4.5 Visualization of demand prediction results

In order to give intuitive presentation, we randomly selected a weekday in Chengdu dataset and depicted the prediction results at different timestamps in Fig. 7. The transition from blue to red denotes the taxi demand goes from low to high. From the figure, observations can be drawn as follows.

Figure 7a shows the demand during 7:00-7:30 in the morning. People tend to transit to work during this period. Demands are low in most places except the business area Jianshe Road and residential area Sima Bridge.

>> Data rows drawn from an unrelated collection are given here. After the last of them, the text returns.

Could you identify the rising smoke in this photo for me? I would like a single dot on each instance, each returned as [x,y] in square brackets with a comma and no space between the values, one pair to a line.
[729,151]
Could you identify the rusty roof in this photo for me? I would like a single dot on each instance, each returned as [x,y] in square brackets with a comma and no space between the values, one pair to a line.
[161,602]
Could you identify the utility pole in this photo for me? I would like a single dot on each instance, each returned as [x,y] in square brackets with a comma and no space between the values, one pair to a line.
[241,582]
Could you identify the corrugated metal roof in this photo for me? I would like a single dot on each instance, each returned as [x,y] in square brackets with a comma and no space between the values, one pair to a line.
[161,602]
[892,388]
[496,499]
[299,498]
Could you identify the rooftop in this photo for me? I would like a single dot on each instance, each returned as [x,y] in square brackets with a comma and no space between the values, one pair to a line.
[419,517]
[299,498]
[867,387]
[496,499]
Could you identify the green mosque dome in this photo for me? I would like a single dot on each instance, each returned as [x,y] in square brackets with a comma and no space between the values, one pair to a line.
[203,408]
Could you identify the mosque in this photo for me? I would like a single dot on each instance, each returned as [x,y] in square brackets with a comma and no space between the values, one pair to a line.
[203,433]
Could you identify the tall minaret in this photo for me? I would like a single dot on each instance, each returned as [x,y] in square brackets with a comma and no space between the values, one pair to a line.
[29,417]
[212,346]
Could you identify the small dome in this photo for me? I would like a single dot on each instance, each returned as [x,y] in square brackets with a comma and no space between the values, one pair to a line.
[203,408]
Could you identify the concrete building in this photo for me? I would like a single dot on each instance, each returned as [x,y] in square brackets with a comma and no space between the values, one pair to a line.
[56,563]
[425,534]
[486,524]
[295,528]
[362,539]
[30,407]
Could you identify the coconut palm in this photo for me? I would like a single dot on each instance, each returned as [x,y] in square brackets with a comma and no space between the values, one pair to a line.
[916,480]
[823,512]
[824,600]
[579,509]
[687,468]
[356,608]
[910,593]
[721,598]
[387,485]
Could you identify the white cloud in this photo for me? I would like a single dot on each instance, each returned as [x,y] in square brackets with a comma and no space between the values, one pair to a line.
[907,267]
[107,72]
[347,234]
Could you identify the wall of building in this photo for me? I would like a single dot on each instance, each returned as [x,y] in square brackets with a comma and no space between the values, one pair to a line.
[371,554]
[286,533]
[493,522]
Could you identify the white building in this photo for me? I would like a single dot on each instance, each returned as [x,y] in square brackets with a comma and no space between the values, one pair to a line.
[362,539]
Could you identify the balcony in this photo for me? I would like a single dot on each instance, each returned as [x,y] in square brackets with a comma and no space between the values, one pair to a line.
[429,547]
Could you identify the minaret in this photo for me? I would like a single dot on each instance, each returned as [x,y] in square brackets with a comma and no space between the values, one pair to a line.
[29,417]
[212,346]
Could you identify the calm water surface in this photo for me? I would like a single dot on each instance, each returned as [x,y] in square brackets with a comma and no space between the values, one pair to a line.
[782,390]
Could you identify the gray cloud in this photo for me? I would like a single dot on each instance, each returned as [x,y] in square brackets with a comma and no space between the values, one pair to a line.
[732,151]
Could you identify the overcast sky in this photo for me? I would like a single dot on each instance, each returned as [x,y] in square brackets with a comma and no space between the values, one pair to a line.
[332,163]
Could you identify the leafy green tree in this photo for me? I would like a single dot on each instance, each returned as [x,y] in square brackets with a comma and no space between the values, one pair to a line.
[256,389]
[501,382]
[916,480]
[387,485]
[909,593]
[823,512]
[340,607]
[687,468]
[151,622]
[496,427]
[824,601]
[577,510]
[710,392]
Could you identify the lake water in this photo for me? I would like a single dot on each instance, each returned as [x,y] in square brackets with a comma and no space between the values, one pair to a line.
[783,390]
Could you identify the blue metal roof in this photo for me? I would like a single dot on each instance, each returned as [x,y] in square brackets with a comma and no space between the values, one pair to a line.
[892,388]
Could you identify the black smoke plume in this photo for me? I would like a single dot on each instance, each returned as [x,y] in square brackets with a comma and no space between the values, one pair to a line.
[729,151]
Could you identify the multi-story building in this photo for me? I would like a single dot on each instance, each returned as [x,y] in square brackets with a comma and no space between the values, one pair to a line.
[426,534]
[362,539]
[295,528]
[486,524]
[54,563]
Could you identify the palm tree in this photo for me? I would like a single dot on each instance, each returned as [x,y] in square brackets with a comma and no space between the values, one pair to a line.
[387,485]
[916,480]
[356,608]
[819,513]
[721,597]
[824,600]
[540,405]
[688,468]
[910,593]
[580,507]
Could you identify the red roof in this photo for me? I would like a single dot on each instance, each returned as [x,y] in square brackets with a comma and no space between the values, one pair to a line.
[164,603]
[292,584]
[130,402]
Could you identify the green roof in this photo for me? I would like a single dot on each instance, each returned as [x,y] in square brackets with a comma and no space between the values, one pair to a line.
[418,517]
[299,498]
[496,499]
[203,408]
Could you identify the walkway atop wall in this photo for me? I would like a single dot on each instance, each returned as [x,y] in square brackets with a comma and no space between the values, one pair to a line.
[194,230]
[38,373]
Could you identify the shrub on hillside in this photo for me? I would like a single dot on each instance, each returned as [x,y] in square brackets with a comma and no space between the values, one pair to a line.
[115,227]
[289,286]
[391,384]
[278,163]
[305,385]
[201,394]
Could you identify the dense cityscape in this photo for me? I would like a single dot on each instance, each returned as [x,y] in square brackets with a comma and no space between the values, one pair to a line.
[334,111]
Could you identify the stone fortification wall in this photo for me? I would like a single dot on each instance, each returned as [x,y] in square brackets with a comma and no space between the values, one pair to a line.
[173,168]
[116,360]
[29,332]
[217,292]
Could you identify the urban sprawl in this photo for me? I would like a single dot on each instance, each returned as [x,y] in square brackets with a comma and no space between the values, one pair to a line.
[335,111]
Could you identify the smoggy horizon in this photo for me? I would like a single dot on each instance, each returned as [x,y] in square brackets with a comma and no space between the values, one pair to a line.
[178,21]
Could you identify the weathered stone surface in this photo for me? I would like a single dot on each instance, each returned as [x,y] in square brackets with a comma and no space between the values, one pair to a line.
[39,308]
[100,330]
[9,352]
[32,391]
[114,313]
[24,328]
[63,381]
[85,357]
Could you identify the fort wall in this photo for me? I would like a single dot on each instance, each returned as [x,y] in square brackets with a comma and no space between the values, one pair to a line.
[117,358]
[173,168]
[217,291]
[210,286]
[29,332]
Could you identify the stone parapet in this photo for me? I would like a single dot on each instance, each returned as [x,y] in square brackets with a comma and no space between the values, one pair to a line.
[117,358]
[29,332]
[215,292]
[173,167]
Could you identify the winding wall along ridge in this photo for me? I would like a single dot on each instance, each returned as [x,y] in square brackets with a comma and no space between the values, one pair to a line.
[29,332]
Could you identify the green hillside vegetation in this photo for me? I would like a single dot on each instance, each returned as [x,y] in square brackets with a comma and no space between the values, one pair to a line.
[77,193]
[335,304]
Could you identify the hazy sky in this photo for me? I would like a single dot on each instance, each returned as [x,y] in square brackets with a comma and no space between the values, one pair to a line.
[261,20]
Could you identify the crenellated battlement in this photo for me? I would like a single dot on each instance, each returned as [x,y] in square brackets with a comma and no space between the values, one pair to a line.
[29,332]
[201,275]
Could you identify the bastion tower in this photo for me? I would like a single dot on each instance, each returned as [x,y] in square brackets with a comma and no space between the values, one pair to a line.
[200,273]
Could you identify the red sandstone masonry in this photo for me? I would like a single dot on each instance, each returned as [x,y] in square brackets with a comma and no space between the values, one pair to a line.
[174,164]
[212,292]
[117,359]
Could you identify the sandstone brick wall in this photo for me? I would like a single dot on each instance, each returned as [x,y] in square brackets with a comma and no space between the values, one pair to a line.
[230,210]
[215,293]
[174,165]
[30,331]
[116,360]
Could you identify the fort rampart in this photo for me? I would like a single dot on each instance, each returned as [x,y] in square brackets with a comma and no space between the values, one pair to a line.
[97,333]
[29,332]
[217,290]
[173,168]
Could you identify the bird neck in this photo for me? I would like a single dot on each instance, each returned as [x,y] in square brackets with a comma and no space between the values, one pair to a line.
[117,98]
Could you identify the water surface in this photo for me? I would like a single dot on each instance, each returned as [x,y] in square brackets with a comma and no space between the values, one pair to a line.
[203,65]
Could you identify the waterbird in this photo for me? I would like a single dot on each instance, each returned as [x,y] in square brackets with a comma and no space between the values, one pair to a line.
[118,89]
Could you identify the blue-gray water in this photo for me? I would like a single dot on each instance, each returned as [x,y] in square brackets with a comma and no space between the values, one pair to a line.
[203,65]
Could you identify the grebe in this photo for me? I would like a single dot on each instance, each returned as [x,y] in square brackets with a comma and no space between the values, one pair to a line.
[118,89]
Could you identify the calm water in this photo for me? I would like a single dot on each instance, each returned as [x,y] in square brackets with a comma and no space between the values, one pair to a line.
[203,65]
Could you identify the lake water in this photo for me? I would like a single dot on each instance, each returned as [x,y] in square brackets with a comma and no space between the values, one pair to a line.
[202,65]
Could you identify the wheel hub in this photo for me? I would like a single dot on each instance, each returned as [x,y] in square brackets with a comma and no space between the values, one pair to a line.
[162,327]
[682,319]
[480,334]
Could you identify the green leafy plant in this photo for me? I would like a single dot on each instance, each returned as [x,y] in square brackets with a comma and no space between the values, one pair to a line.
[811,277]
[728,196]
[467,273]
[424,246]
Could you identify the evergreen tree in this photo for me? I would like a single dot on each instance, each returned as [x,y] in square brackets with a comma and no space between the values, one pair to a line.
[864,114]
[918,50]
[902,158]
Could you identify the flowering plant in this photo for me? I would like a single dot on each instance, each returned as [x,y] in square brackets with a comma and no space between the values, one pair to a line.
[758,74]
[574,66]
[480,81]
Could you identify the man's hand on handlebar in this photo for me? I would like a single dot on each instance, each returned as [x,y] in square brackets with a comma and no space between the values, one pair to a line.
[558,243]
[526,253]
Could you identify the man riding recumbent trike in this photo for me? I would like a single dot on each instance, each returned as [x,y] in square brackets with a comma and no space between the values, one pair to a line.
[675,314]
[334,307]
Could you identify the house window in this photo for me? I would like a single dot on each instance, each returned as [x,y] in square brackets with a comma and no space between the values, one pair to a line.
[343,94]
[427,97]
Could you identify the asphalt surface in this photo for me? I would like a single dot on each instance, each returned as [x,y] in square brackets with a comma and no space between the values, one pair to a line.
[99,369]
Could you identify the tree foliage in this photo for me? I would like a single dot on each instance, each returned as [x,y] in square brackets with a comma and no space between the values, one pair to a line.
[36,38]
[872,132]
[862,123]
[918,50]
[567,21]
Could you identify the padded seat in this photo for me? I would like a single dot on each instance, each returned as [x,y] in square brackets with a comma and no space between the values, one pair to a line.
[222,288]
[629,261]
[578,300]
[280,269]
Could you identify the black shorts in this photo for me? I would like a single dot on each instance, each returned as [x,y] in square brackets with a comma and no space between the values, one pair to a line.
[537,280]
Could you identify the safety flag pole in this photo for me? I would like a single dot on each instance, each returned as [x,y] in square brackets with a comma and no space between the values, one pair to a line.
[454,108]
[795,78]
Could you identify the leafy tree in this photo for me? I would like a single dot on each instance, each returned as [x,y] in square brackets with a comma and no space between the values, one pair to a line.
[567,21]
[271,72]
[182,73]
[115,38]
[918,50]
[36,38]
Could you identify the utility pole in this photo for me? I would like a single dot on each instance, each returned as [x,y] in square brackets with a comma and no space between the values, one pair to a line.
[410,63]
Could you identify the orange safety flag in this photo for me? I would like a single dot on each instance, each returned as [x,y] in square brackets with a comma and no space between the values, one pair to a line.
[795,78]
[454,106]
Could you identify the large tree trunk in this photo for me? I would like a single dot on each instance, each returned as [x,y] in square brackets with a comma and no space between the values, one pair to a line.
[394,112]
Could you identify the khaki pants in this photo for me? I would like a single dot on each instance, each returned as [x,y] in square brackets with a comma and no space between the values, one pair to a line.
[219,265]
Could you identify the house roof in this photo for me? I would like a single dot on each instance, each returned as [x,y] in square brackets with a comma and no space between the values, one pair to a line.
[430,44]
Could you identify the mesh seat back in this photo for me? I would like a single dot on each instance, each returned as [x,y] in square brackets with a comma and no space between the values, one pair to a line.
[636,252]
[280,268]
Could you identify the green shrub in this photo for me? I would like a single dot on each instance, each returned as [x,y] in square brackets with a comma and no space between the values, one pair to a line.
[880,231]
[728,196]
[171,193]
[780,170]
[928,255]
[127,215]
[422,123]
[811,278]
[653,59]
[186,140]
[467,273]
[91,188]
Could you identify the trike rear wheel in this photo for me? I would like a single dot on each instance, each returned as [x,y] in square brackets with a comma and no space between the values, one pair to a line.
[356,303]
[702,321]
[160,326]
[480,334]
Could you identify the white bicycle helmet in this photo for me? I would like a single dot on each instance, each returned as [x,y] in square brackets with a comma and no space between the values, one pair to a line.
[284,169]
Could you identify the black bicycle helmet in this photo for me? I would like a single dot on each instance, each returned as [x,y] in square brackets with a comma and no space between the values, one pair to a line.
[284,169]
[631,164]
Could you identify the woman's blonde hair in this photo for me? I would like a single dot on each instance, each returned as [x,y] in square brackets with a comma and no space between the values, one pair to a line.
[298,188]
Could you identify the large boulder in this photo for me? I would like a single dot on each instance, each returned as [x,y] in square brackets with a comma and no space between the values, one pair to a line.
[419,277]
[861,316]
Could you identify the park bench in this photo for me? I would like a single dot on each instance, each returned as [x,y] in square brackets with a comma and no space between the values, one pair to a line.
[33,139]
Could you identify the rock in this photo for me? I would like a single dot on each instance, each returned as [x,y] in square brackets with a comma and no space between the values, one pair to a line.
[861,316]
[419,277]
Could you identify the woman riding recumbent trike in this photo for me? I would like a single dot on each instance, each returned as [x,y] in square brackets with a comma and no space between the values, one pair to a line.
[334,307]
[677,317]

Figure 7b shows the demand during 14:00-14:30 after lunch. Locals continue to leave for work or recreational activities. We can see the demands keep going higher in Jianshe Road and Sima Bridge; meanwhile, other places of the city are awaken. Demands in Chunxi Road, the well-known commercial pedestrian street, go higher sharply. And more request orders also appear in the area centered around Southwest Jiaotong University.

According to Fig. 7c, demands during 21:00–21:30 p.m. still remain a high level in Chunxi Road and Jianshe road. It can be inferred that people want to go home or relax themselves in entertainment areas after a long and difficult workday.

Fig. 7
figure 7

The visualization of demand prediction

5 Conclusion

In this paper, we introduced a deep learning model, DTG-MGCN, to model the spatiotemporal dependencies for taxi demand prediction. Using a fuzzy set method based on adaptive kernel density estimation, we defined the study units as places with specific semantic and humanistic experiences. The proposed model encoded different non-Euclidean correlations with graphs and better utilized the data periodicity with dual temporal gated branches. Experiments on two real-word datasets showed the effectiveness of our model comparing to several baselines. Taxi demand forecasting is crucial to efficient distribution of traffic resources for future smart cities. For future work, we plan to investigate more aspects including (1) evaluate the model with more time-related auxiliary data, such as weather and holiday events; (2) explore more possibilities in the graph correlation types; (3) extend the model for taxi origin–destination prediction problem.